En este sentido, el último proceso que hemos llevado a cabo en las viñas de Bodegas Arzuaga es, tal y como explica Jorge Sánchez, responsable de viticultura, la “regulación del potencial productivo, dejando únicamente la carga adecuada en la cepa”. Es decir, hemos eliminado racimos de los viñedos para dejar unos 12 racimos por cepa, con el objetivo de no sobrecargar la planta y de que el fruto tenga una maduración correcta y la máxima calidad. Así, cada cepa tras la regulación se queda con, aproximadamente, dos kilos y medio de uva.

Una vez completado ese proceso de regulación, solo queda esperar. Esperar con paciencia y sin intervenir a que las uvas completen su proceso de maduración y podamos comenzar con su cosecha.

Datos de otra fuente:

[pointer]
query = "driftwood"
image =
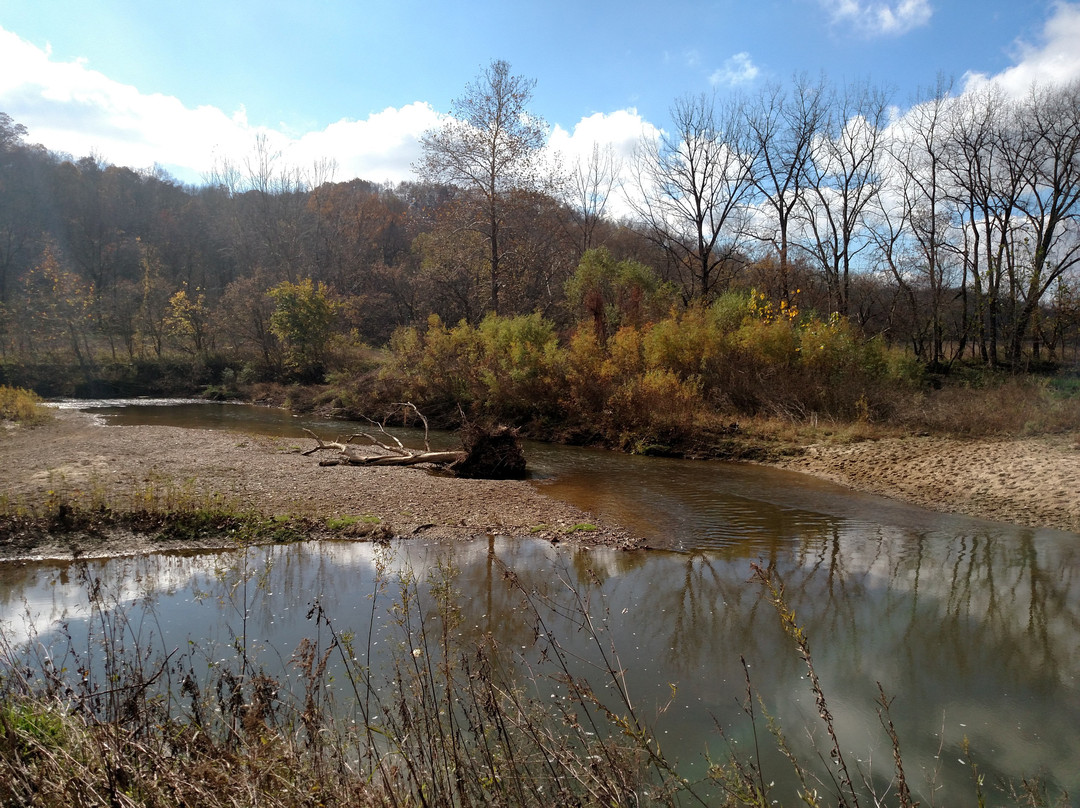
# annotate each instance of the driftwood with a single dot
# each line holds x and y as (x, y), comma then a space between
(493, 454)
(399, 455)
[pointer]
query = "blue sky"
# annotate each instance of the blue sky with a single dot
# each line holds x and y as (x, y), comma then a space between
(183, 84)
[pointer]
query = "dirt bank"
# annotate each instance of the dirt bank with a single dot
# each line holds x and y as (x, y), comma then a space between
(1030, 482)
(1033, 482)
(73, 456)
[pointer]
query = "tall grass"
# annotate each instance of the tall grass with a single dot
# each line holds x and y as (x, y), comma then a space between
(448, 717)
(22, 406)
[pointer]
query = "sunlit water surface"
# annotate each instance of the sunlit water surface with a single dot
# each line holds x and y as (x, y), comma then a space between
(972, 628)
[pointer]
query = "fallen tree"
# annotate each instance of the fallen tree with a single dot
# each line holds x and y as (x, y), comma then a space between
(487, 454)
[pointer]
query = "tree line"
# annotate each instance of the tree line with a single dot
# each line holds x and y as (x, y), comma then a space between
(950, 229)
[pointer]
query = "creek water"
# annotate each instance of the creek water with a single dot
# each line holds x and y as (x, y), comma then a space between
(971, 628)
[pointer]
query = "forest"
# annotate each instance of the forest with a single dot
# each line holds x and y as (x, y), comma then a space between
(808, 252)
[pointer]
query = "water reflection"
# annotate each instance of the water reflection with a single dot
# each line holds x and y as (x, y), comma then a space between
(972, 627)
(976, 636)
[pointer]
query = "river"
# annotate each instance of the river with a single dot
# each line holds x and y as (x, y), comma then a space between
(971, 628)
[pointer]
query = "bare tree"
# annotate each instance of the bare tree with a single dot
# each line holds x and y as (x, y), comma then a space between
(692, 190)
(592, 182)
(844, 177)
(783, 129)
(1049, 126)
(918, 186)
(984, 171)
(489, 146)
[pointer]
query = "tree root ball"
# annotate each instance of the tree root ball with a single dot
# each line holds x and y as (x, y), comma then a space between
(490, 454)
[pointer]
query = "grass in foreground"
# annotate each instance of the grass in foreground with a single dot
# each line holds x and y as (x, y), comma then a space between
(451, 723)
(22, 406)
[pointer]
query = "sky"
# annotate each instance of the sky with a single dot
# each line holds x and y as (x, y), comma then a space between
(187, 85)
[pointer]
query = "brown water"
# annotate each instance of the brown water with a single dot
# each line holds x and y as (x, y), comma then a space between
(972, 627)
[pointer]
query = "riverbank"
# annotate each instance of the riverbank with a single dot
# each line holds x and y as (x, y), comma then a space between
(73, 459)
(1029, 481)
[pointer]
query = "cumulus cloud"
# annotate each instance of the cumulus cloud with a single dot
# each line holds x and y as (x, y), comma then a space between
(879, 18)
(71, 108)
(620, 131)
(739, 69)
(1054, 61)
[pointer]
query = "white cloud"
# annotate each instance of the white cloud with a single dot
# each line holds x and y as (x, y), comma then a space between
(70, 108)
(739, 69)
(879, 18)
(622, 131)
(1056, 61)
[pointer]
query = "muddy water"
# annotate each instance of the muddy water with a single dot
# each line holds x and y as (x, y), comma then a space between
(973, 628)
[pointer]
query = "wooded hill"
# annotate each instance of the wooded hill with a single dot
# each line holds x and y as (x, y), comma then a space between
(950, 232)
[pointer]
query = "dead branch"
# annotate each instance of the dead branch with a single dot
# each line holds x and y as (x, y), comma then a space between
(348, 456)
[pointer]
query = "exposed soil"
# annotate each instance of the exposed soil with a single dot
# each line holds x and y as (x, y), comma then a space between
(77, 458)
(1033, 481)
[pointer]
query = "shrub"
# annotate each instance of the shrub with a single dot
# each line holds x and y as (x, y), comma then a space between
(22, 406)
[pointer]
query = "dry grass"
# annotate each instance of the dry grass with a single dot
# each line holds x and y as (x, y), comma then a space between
(22, 406)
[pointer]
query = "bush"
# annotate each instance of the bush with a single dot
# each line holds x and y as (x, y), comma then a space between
(22, 406)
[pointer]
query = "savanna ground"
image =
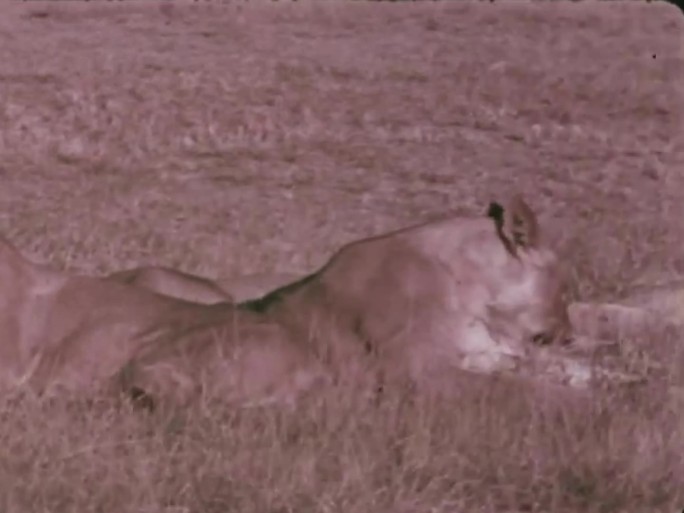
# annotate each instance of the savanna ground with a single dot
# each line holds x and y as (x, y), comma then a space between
(233, 138)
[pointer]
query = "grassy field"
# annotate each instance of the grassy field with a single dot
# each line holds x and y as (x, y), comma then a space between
(234, 138)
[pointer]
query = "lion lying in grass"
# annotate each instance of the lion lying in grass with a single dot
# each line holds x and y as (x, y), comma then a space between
(478, 294)
(77, 333)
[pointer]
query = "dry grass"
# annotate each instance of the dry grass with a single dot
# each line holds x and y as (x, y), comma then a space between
(232, 138)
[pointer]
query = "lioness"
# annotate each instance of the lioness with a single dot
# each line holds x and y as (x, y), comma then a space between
(77, 332)
(174, 283)
(474, 293)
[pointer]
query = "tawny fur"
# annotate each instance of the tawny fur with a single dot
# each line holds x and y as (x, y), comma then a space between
(174, 283)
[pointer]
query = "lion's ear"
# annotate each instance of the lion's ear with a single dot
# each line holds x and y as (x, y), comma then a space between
(520, 224)
(516, 224)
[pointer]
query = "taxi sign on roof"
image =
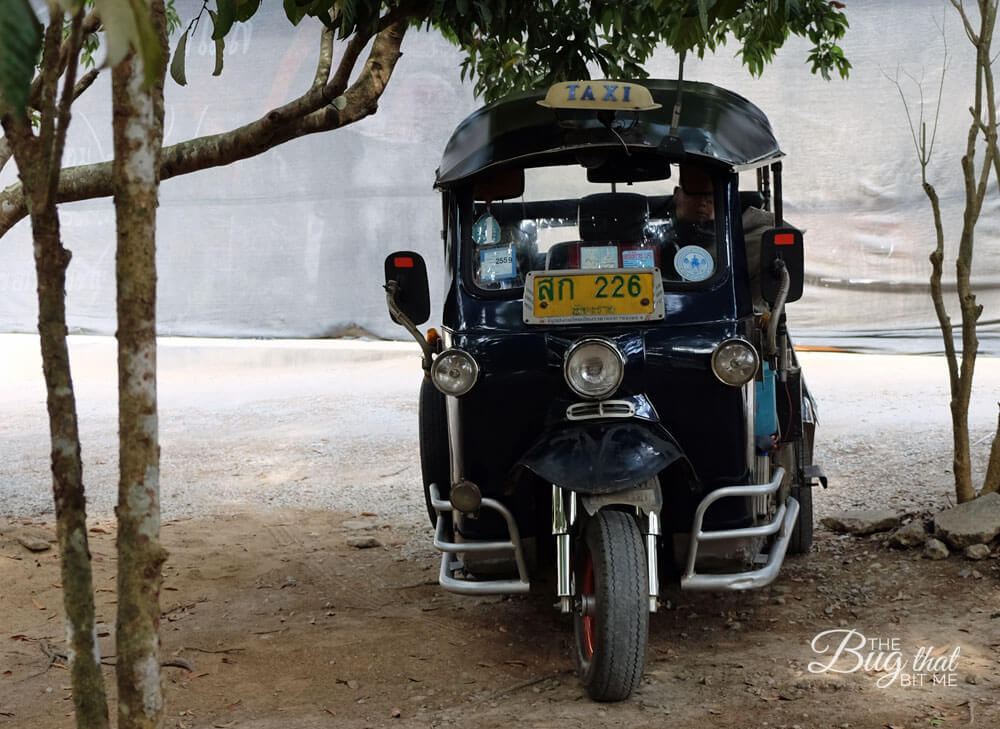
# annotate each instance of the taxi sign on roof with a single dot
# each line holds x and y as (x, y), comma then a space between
(612, 95)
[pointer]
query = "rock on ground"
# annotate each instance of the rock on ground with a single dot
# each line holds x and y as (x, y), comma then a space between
(862, 521)
(974, 522)
(911, 535)
(977, 551)
(935, 549)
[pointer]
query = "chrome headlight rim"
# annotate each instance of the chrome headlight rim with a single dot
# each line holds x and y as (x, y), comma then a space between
(721, 348)
(442, 360)
(611, 347)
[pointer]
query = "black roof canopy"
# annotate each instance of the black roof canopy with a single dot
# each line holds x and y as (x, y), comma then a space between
(717, 127)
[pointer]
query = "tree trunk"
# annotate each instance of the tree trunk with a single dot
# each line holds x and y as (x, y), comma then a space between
(38, 160)
(138, 137)
(51, 260)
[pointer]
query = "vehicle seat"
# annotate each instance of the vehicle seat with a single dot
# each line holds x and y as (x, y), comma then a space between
(613, 216)
(751, 199)
(558, 256)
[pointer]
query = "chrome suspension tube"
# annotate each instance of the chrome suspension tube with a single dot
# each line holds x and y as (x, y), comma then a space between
(653, 532)
(563, 516)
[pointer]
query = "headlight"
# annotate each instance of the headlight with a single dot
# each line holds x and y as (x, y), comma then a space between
(735, 362)
(454, 372)
(594, 368)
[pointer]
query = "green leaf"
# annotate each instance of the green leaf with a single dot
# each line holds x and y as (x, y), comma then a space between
(245, 9)
(177, 62)
(20, 42)
(227, 14)
(220, 48)
(293, 12)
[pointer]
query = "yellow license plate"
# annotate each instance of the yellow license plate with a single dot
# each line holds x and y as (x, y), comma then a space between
(606, 295)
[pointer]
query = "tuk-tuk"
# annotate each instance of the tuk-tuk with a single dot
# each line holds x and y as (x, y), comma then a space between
(612, 396)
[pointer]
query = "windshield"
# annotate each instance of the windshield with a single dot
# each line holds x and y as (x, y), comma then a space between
(562, 222)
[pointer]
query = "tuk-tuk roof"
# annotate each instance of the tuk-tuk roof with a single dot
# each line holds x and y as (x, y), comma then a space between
(716, 126)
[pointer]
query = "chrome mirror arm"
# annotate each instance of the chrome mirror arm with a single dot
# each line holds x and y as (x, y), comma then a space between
(397, 314)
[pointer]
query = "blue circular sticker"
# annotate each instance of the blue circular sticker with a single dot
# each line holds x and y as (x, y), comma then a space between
(486, 230)
(694, 263)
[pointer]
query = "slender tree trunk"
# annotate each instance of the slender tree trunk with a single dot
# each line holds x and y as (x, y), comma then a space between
(138, 137)
(38, 160)
(51, 260)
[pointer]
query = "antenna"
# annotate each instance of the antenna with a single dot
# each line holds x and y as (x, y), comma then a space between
(675, 122)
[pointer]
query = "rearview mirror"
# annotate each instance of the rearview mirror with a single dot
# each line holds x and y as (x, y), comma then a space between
(409, 272)
(784, 244)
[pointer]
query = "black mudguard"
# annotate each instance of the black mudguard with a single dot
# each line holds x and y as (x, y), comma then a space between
(601, 457)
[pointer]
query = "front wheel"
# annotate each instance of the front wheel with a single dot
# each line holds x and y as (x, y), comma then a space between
(612, 622)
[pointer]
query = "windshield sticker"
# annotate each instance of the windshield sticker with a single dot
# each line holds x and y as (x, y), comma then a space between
(497, 264)
(640, 258)
(486, 230)
(599, 257)
(694, 263)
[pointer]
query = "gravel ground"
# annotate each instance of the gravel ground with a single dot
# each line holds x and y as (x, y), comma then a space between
(331, 424)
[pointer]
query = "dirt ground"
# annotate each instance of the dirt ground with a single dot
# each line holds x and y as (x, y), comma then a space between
(275, 620)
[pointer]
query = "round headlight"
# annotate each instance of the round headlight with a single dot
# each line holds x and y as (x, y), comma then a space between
(594, 368)
(735, 362)
(454, 372)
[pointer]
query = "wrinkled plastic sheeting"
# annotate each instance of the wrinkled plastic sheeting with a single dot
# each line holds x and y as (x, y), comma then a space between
(291, 243)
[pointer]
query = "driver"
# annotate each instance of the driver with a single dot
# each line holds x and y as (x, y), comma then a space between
(694, 207)
(694, 223)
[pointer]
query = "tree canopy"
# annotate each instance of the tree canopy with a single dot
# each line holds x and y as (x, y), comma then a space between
(509, 45)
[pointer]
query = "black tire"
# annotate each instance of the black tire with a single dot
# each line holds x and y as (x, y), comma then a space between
(801, 539)
(611, 574)
(435, 464)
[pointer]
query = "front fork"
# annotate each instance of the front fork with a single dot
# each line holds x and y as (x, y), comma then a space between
(564, 518)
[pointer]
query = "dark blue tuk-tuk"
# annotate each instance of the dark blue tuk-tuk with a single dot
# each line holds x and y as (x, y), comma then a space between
(612, 394)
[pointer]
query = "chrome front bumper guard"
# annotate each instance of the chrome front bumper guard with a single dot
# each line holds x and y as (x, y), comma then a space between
(782, 525)
(452, 563)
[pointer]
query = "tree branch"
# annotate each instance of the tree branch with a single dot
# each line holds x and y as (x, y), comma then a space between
(325, 61)
(72, 45)
(86, 182)
(91, 24)
(5, 152)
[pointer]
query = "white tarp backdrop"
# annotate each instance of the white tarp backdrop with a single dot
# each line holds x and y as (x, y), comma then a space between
(291, 243)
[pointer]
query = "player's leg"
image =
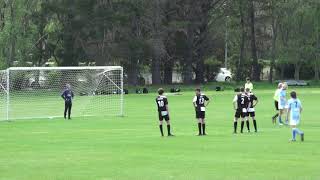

Una vendimia que llegará antes o después teniendo en cuenta también las condiciones meteorológicas que nos acompañen en la zona de la Ribera del Duero en la que nos encontramos. “Con temperaturas más bajas y lluvia, la vendimia se puede retrasar unos días y con temperaturas altas, es posible que se adelante”, explica Jorge Sánchez.

Eso sí, por el momento podemos asegurar que las perspectivas para esta vendimia 2020 son muy positivas, tanto en cantidad como en calidad. Las lluvias nos han acompañado cuando ha sido necesario, por lo que la planta cuenta con las reservas de agua suficientes como para completar una buena maduración enológica. Además, la planta presenta una sanidad excelente, sin ningún tipo de enfermedad que pueda hacer que la cosecha se vea afectada. En definitiva, la vendimia augura una cosecha de “muy buena calidad”, explica Jorge Sánchez.

¡El ciclo está a punto de terminar! Pronto comenzará de nuevo y veremos a la planta evolucionar siguiendo su curso.